- Born: 1 May 1876 Bonnybridge, Scotland
- Died: 10 October 1956 (aged 80) Bonnybridge, Scotland
- Education: Glasgow School of Art
- Known for: Painting

= Janetta Gillespie =

British artist

Janetta Susan Gillespie (1 May 1876– 10 October 1956) was a Scottish artist. Her still-life paintings were exhibited in Scotland and at the Walker gallery in Liverpool.

==Biography==
Gillespie was born in Bonnybridge in Stirlingshire into a family of artists. Both her brother, Alexander Gillespie and her younger sister Floris were also artists and the three would sometimes exhibit together.
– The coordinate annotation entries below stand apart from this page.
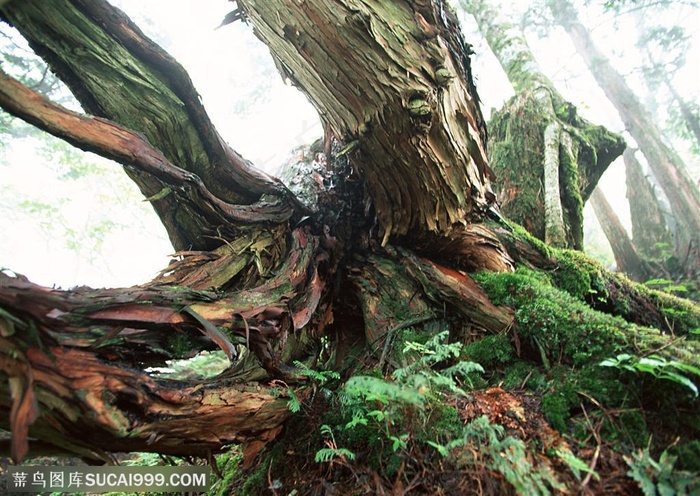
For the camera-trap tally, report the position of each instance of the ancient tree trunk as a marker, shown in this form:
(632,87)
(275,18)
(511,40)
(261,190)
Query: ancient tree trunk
(395,87)
(668,168)
(404,213)
(402,100)
(560,157)
(120,75)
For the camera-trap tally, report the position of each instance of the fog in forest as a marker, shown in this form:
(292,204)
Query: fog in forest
(84,222)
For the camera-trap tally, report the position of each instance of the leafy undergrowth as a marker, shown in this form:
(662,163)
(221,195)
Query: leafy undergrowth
(558,422)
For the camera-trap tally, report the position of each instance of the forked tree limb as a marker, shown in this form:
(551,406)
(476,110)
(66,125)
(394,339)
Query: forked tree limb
(129,148)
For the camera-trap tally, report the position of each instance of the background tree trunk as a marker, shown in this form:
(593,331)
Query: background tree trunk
(664,162)
(649,230)
(626,256)
(557,170)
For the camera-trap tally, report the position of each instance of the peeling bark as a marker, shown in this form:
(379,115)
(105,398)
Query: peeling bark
(392,80)
(121,75)
(395,86)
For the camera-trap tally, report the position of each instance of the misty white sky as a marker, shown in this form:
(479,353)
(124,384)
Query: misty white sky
(260,117)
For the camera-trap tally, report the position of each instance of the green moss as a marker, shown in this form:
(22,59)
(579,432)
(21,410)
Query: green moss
(229,466)
(491,351)
(578,275)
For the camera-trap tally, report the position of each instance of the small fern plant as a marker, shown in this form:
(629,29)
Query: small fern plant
(332,453)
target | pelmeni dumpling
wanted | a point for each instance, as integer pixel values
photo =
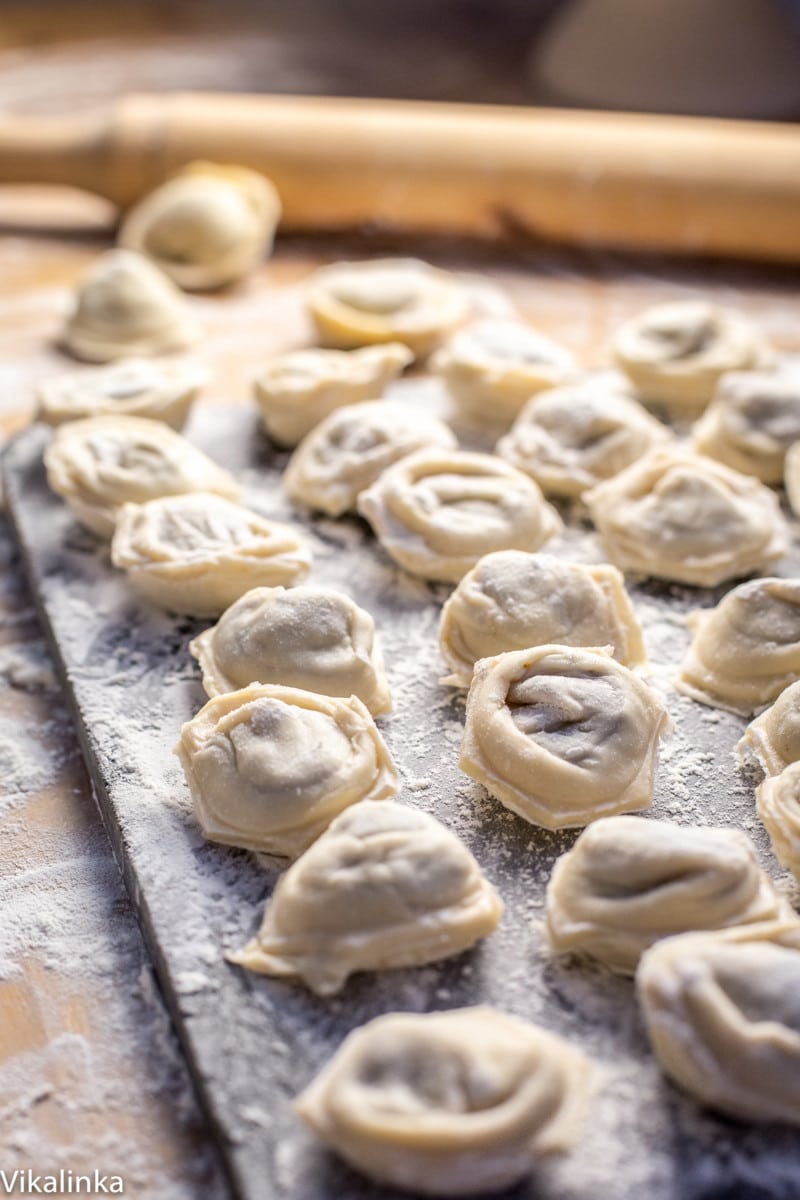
(722, 1013)
(685, 517)
(561, 736)
(675, 353)
(512, 600)
(300, 389)
(198, 553)
(438, 511)
(629, 881)
(450, 1104)
(103, 462)
(158, 391)
(307, 637)
(206, 226)
(125, 306)
(348, 450)
(385, 886)
(746, 651)
(385, 300)
(270, 767)
(493, 366)
(573, 437)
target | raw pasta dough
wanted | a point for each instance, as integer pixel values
(198, 553)
(561, 736)
(304, 637)
(512, 600)
(438, 511)
(353, 447)
(270, 767)
(299, 390)
(630, 881)
(451, 1103)
(746, 651)
(685, 517)
(385, 886)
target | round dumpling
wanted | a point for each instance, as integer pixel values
(630, 881)
(493, 366)
(198, 553)
(385, 300)
(675, 353)
(722, 1013)
(304, 637)
(126, 306)
(349, 449)
(206, 226)
(270, 767)
(451, 1104)
(685, 517)
(573, 437)
(512, 600)
(103, 462)
(385, 886)
(746, 651)
(561, 736)
(435, 513)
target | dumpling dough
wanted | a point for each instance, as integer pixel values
(511, 601)
(270, 767)
(385, 300)
(437, 513)
(298, 390)
(103, 462)
(158, 391)
(675, 353)
(126, 306)
(630, 881)
(573, 437)
(493, 366)
(722, 1013)
(775, 736)
(205, 227)
(685, 517)
(198, 553)
(386, 886)
(746, 651)
(304, 637)
(453, 1103)
(561, 736)
(353, 447)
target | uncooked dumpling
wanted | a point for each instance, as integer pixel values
(126, 306)
(386, 886)
(304, 637)
(512, 600)
(685, 517)
(438, 511)
(103, 462)
(451, 1104)
(493, 366)
(270, 767)
(675, 353)
(206, 226)
(198, 553)
(353, 447)
(722, 1013)
(573, 437)
(746, 651)
(630, 881)
(300, 389)
(385, 300)
(561, 736)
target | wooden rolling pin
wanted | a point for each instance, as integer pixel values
(677, 185)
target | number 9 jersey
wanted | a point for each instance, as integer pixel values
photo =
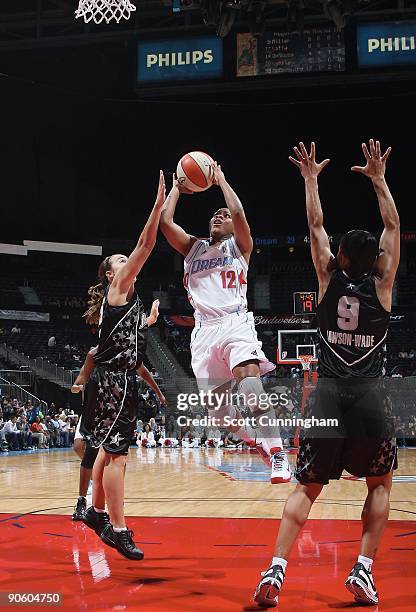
(216, 279)
(353, 328)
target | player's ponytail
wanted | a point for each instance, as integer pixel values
(96, 293)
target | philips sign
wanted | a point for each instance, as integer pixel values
(178, 59)
(387, 43)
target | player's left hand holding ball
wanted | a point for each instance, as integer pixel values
(218, 174)
(161, 191)
(180, 187)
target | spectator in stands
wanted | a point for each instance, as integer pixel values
(25, 433)
(213, 438)
(155, 428)
(34, 412)
(12, 434)
(38, 433)
(52, 342)
(190, 438)
(57, 428)
(64, 426)
(139, 427)
(8, 409)
(48, 442)
(52, 431)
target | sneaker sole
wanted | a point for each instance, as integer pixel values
(92, 527)
(127, 555)
(108, 541)
(267, 596)
(358, 589)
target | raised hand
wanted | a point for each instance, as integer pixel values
(161, 191)
(181, 188)
(306, 162)
(375, 167)
(218, 174)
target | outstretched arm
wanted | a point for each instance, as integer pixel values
(174, 233)
(375, 169)
(149, 380)
(320, 248)
(242, 234)
(124, 278)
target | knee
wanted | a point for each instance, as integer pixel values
(78, 446)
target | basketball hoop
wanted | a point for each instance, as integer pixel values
(306, 361)
(104, 10)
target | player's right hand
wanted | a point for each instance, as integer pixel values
(306, 162)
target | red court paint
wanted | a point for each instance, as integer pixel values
(199, 564)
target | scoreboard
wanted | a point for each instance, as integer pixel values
(276, 52)
(304, 302)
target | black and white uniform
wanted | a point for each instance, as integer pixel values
(111, 402)
(224, 334)
(353, 327)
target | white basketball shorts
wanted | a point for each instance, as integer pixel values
(77, 435)
(219, 345)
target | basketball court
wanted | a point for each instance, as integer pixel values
(207, 521)
(206, 518)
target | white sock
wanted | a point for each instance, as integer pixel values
(279, 561)
(271, 445)
(366, 561)
(252, 390)
(246, 433)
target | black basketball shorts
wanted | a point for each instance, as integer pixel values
(362, 442)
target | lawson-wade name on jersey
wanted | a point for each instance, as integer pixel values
(345, 339)
(207, 264)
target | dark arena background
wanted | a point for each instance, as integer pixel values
(90, 112)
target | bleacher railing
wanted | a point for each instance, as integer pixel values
(12, 389)
(40, 366)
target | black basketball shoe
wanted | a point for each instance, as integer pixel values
(361, 584)
(268, 589)
(79, 510)
(96, 520)
(123, 542)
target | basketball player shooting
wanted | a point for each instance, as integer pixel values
(355, 296)
(224, 344)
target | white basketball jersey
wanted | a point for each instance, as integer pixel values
(216, 279)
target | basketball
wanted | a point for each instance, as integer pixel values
(195, 172)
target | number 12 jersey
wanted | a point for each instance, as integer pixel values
(216, 279)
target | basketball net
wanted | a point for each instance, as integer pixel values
(104, 10)
(308, 385)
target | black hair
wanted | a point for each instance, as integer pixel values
(361, 248)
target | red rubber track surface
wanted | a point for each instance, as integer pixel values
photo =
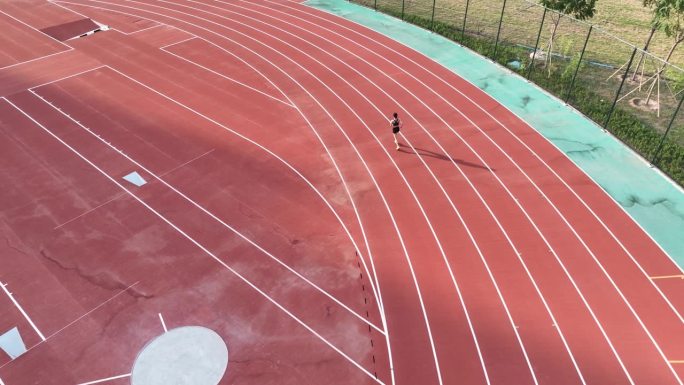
(278, 213)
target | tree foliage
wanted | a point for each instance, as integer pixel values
(579, 9)
(668, 16)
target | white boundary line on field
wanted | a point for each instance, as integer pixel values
(213, 256)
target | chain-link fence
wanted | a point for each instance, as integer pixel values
(631, 93)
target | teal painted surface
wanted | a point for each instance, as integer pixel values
(655, 202)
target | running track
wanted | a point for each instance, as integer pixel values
(278, 213)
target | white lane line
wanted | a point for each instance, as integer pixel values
(415, 197)
(228, 78)
(16, 304)
(214, 257)
(163, 324)
(448, 84)
(187, 163)
(572, 229)
(34, 28)
(114, 29)
(629, 305)
(89, 211)
(36, 59)
(69, 76)
(378, 296)
(163, 48)
(105, 379)
(144, 29)
(212, 215)
(84, 315)
(447, 197)
(373, 286)
(377, 293)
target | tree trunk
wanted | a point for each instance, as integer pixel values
(678, 40)
(550, 49)
(641, 60)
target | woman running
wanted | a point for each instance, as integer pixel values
(396, 126)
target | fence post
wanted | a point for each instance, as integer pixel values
(574, 76)
(617, 95)
(496, 44)
(536, 45)
(669, 126)
(432, 19)
(465, 17)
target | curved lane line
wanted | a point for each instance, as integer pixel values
(191, 239)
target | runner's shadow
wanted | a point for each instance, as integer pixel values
(423, 152)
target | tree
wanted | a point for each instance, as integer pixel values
(668, 16)
(654, 27)
(579, 9)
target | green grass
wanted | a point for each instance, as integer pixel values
(598, 79)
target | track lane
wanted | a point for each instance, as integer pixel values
(672, 324)
(158, 201)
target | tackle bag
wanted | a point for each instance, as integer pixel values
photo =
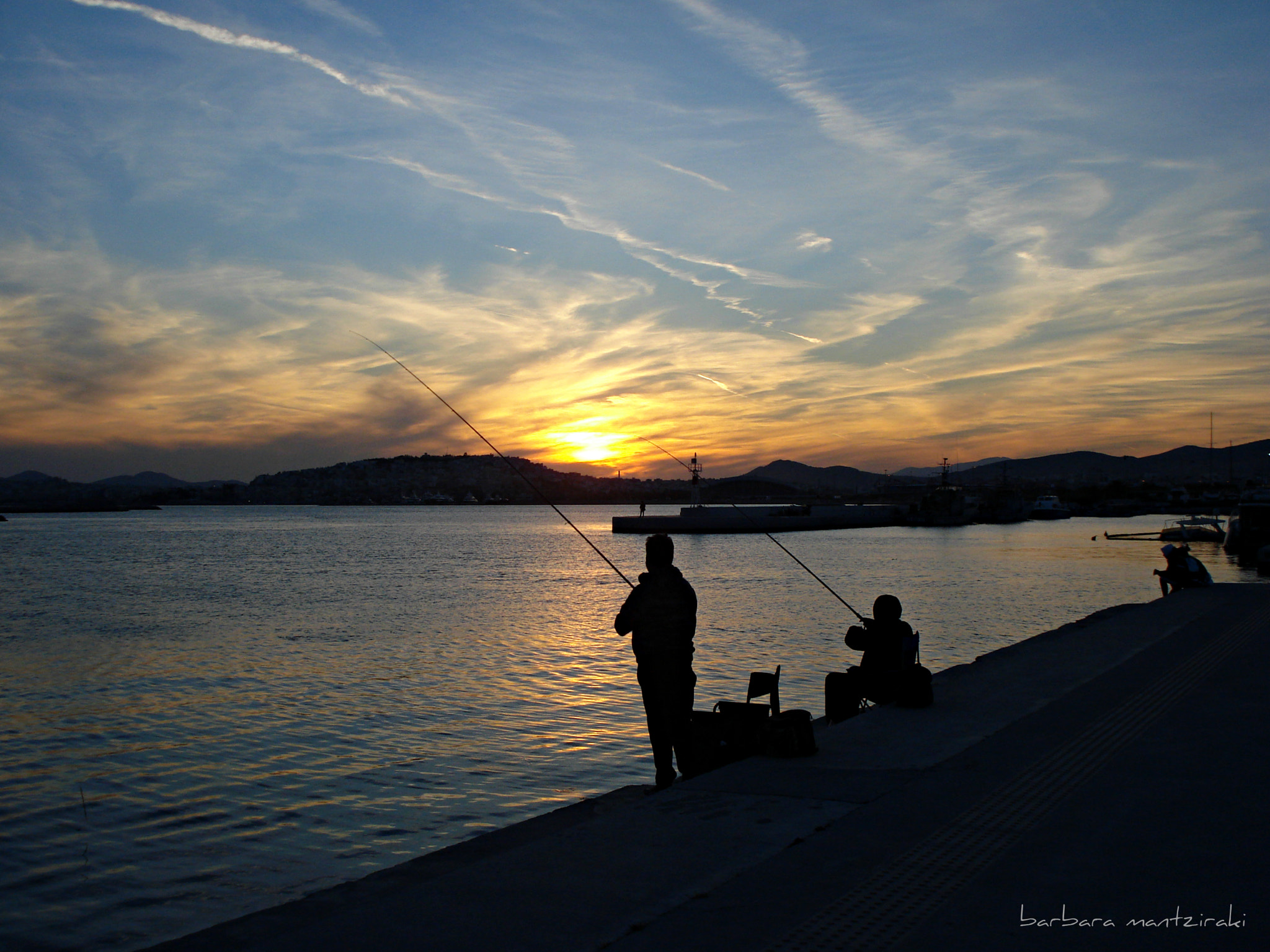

Gillespie attended the Glasgow School of Art in 1913 and then again from 1915 to 1917. She taught for a time at Bonnybridge School and lived in the town throughout her life. She mostly painted flowers and still life pieces in an often bold and dashing style with a highly accomplished use of chiaroscuro. A still life, Moon Pennies, received good reviews when shown at the Royal Scottish Watercolour Society in 1952. Gillespie exhibited with, and joined, the Glasgow Society of Women Artists, winning their Lauder Award in 1934. She also exhibited with the Royal Scottish Academy, the Royal Scottish Watercolour Society, the Glasgow Institute of the Fine Arts, at the Walker Art Gallery in Liverpool and with the Aberdeen Artists Society.